Dr. Robert Goodman was never supposed to be a physics teacher. As far back as high school, his own teachers told him he didn’t have the aptitude for what we now call STEM, or Science, Technology, Engineering and Math education. At the time, those courses were constructed in a way that almost screened students out of the curriculum and consequently STEM careers. Dr. Goodman, however, had other plans. He ended up going to MIT, and then went on to be the CEO of two companies, and now teaches physics in New Jersey. He’s also the director of the New Jersey Center for Teaching and Learning, which has emerged as a premier program not just for teaching physics, and advancing STEM education, but helping teachers become STEM educators.
On average, the US education system turns out just 300 physics teachers each year, resulting in a national shortfall. Why is that? On one hand, there are many careers that a physics education will get you that pay far more than teaching. On the other hand, physics has a reputation for being a hard subject, which tends to turn off people who might be oriented to education as a career. According to Goodman, not all of this is the fault of educators – he says the curriculum, including how physics is placed in the sequence of sciences in K-12, makes physics hard to teach and harder to learn.
So, he turned the formula on its head. “A lot of what I did was basic stuff like putting kids at circular tables so they could talk to each other, and then I made the class less about listening to me talk and more about working through problems,” Goodman said in an interview with CivSource. He got rid of the textbooks too. Instead, he created a sort of an open-source model for curriculum with editable word documents that are available online.

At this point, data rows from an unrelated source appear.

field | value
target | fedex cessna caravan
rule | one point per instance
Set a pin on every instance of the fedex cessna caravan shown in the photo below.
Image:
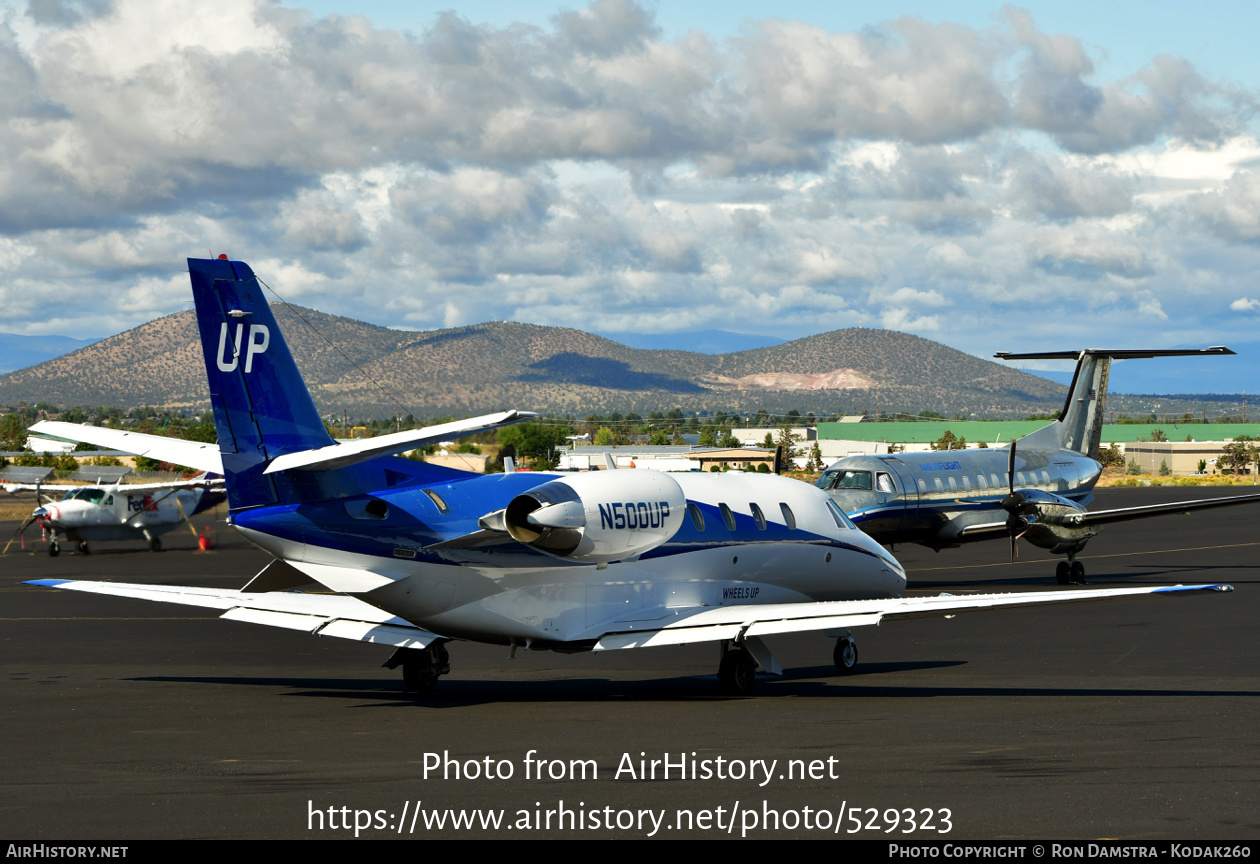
(1035, 489)
(119, 511)
(418, 556)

In the early 2000’s Goodman proved that this model works. His kids were passing AP Physics at twice the rate of other schools, even those considered to be top schools for the subject. That success got Goodman the New Jersey Teacher of the Year award in 2006, and also caught the attention of other educators. New Jersey, like many states, has moved toward a performance-based teaching model. The idea is to tie teacher pay to things like test scores. But, according to Goodman, one critical aspect was missing from the discussion – “Everyone was talking about teacher performance but no one was talking about how to make better educators,” he explains. “The mission of the center is to help existing teachers become better, and learn how to be STEM teachers.”
The center now produces 3x the number of physics teachers per year than New Jersey has had historically. And, they come directly from the existing teaching pool – once the training is completed a teacher can return to the classroom. The open source lesson plans are based around the AP test, but also allows students to see the application of physics beyond just rolling balls down ramps. Interactive white boards and student polling devices facilitate the use of CTL’s curriculum materials to create highly collaborative classrooms.
The Center and Dr. Goodman’s teaching methods also caught the attention of the World Bank, which asked him to do a physics and math education pilot project in The Gambia. Hanover Research tracked the outcomes of the pilot which led to a 600 percent increase in the number of students passing physics there. There was also a 300 percent increase in further mathematics. Goodman is now working on a similar pilot for English to help students improve in language arts and literature.
Goodman hopes that the open source model for physics will continue to expand locally and internationally. “Why should we have 1000 teachers here in the US making their own individual lesson plans when they could all be working on making the same lesson plan better? If everyone is doing different things, we run the risk of incoherence,” he says. “I guess it’s just my business background but I look at it from an opportunity cost standpoint – time and efficiency.”
He also has plans to work on other aspects of the STEM curriculum – like computer science – you can sense from talking to him that he sees an urgent need for new models. “Before, we didn’t need that many people in STEM careers so if these classes acted like screeners that was ok. But now, STEM is part of almost every major career path. We need to bring more students in, not keep them out.”